In our Future of Care Report, we forecast that eventually automation, AI and robotics would help change social care for the better, reducing costs and raising outcomes. Of course, this a long-term trend which is likely to take years.
Health and social care, in particular the NHS, is oddly conservative when it comes to embracing change. In 2018, it transpired that 9 out of 10 hospitals were still reliant on fax machines, a technology most businesses – peculiarly, apart from football clubs – regarded as redundant many years ago. No wonder the government felt obliged to insert into the Care Act 2014 a requirement for health and social care to embrace digital technology.
Anyone who therefore predicts an artificial intelligence or internet-of-things revolution in health and social care in 2019 is therefore not familiar with that fact, nor with the spending pressures within much of the sector. A number of reports have been circulating recently advocated dramatic technological change in the sector. Although these changes reduce costs and improve outcomes in the long-run, they require an initial capital outlay – whether funded from cash, borrowed funds or leased – that all but the biggest providers are simply not capable. Similarly, the introduction of voice recognition and smart home software into older people’s homes may have a very positive impact on their lives, but someone has to pay for it and show them how to use it.
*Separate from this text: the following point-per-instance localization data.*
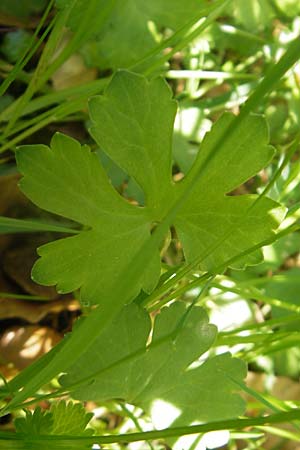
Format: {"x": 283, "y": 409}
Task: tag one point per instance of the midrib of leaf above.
{"x": 88, "y": 330}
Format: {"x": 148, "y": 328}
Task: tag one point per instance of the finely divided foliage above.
{"x": 133, "y": 123}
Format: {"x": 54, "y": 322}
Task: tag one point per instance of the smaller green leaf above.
{"x": 68, "y": 419}
{"x": 119, "y": 365}
{"x": 34, "y": 423}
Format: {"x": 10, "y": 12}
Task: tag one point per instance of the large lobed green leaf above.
{"x": 132, "y": 122}
{"x": 160, "y": 378}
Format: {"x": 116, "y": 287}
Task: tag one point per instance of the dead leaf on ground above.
{"x": 23, "y": 345}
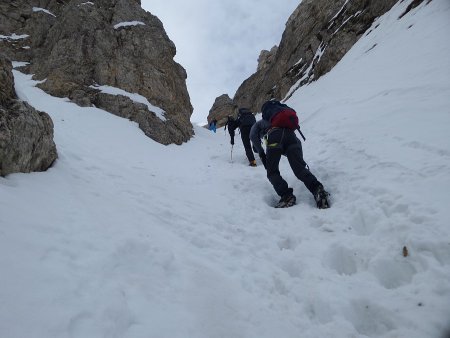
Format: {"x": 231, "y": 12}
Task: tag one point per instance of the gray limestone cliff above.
{"x": 317, "y": 35}
{"x": 80, "y": 47}
{"x": 26, "y": 135}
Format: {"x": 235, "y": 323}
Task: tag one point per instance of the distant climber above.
{"x": 283, "y": 141}
{"x": 213, "y": 125}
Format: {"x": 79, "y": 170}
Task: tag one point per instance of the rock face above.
{"x": 26, "y": 135}
{"x": 317, "y": 36}
{"x": 76, "y": 45}
{"x": 223, "y": 107}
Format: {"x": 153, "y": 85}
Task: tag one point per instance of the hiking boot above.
{"x": 286, "y": 201}
{"x": 321, "y": 198}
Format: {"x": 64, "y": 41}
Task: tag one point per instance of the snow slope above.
{"x": 124, "y": 237}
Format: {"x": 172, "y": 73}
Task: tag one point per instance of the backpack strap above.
{"x": 303, "y": 136}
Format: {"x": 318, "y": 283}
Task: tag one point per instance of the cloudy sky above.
{"x": 218, "y": 42}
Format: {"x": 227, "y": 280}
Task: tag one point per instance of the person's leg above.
{"x": 273, "y": 156}
{"x": 245, "y": 135}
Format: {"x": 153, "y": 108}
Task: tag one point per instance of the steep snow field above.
{"x": 124, "y": 237}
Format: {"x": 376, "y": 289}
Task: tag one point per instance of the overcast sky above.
{"x": 218, "y": 42}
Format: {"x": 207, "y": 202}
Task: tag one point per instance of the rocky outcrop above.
{"x": 317, "y": 35}
{"x": 222, "y": 108}
{"x": 26, "y": 135}
{"x": 77, "y": 45}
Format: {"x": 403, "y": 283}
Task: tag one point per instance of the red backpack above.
{"x": 280, "y": 115}
{"x": 285, "y": 118}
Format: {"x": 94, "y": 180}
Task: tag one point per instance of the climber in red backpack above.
{"x": 279, "y": 124}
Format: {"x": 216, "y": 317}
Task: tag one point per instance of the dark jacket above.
{"x": 245, "y": 117}
{"x": 259, "y": 129}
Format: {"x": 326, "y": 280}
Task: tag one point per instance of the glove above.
{"x": 262, "y": 156}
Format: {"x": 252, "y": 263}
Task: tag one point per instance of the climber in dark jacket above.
{"x": 232, "y": 125}
{"x": 283, "y": 141}
{"x": 245, "y": 121}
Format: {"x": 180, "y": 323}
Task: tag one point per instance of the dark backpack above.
{"x": 280, "y": 115}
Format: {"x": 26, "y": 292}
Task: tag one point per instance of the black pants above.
{"x": 245, "y": 135}
{"x": 284, "y": 142}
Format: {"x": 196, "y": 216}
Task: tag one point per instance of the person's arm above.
{"x": 255, "y": 133}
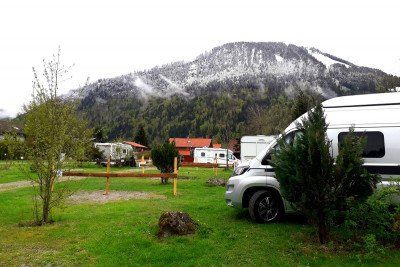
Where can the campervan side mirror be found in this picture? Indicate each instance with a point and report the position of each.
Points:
(267, 159)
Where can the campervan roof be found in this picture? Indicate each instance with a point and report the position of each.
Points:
(363, 100)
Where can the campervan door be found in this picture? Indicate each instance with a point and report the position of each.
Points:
(214, 155)
(251, 146)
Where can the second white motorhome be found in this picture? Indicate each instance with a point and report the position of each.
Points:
(117, 151)
(214, 155)
(374, 116)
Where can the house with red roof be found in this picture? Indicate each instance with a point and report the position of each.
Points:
(138, 146)
(186, 146)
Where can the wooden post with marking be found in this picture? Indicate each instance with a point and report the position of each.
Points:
(107, 191)
(175, 178)
(216, 167)
(142, 162)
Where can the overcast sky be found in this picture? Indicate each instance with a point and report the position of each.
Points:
(109, 38)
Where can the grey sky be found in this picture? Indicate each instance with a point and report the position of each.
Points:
(110, 38)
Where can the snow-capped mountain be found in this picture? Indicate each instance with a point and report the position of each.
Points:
(276, 66)
(216, 94)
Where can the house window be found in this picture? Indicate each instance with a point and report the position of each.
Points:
(375, 143)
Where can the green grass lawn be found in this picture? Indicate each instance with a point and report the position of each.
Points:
(16, 171)
(123, 233)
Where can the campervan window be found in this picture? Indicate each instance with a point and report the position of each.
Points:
(375, 143)
(289, 138)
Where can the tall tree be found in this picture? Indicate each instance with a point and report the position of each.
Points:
(53, 132)
(141, 136)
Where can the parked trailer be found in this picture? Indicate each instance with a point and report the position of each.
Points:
(214, 155)
(251, 146)
(374, 116)
(118, 151)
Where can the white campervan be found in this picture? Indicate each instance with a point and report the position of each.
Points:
(251, 146)
(214, 155)
(375, 116)
(117, 151)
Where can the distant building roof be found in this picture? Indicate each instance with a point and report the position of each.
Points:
(191, 142)
(217, 145)
(134, 144)
(8, 126)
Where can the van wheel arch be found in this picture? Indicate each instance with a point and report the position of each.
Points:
(249, 192)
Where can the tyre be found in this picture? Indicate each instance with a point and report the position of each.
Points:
(265, 206)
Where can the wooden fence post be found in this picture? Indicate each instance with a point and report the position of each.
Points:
(175, 178)
(142, 163)
(216, 167)
(107, 191)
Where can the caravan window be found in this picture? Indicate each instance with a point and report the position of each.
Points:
(375, 143)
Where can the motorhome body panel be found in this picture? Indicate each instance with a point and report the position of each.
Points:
(251, 146)
(378, 113)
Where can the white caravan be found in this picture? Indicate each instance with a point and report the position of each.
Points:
(214, 155)
(375, 116)
(251, 146)
(117, 151)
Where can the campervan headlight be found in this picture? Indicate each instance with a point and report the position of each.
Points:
(240, 170)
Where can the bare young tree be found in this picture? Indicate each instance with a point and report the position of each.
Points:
(54, 132)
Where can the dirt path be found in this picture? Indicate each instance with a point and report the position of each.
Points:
(22, 184)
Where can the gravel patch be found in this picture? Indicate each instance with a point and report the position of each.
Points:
(98, 196)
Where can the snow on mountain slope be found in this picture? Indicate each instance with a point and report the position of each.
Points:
(327, 61)
(277, 66)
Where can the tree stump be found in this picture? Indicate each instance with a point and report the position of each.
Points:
(176, 223)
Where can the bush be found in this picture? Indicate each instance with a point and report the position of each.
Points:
(163, 158)
(379, 217)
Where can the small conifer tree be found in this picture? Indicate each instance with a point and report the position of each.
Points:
(141, 136)
(163, 158)
(311, 181)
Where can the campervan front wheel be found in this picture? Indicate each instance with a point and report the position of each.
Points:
(265, 206)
This was, essentially, the conclusion of a 2016 report on IT in the social care sector compiled by the Local Government Association. In it, they made a range of suggestions and recommendations for introducing more technology into the sector to improve financial and care outcomes: remote working for carers, strategic data analysis, greater use of assistive technology, and online portals. The report also highlights some noteworthy examples from councils and other organisations across the country, but some are quite obviously stretching the point. Note, for instance, Rotherham Metropolitan Borough Council’s “holistic” digital strategy, that in reality appears to have little impact on social care. The report’s own conclusion states that “financial challenges experienced by the sector have been significant, with often limited resources available locally to implement many of the solutions highlighted within this paper”. It then quotes the statistic that only “32 per cent of councils strongly agreed that there were adequate resources for technology implementation and change management”.
Digital technology has the potential to have a huge impact on the social care sector, but for now, that impact will be limited to a handful of larger providers. The rest will have to settle for incremental change or their traditional methods.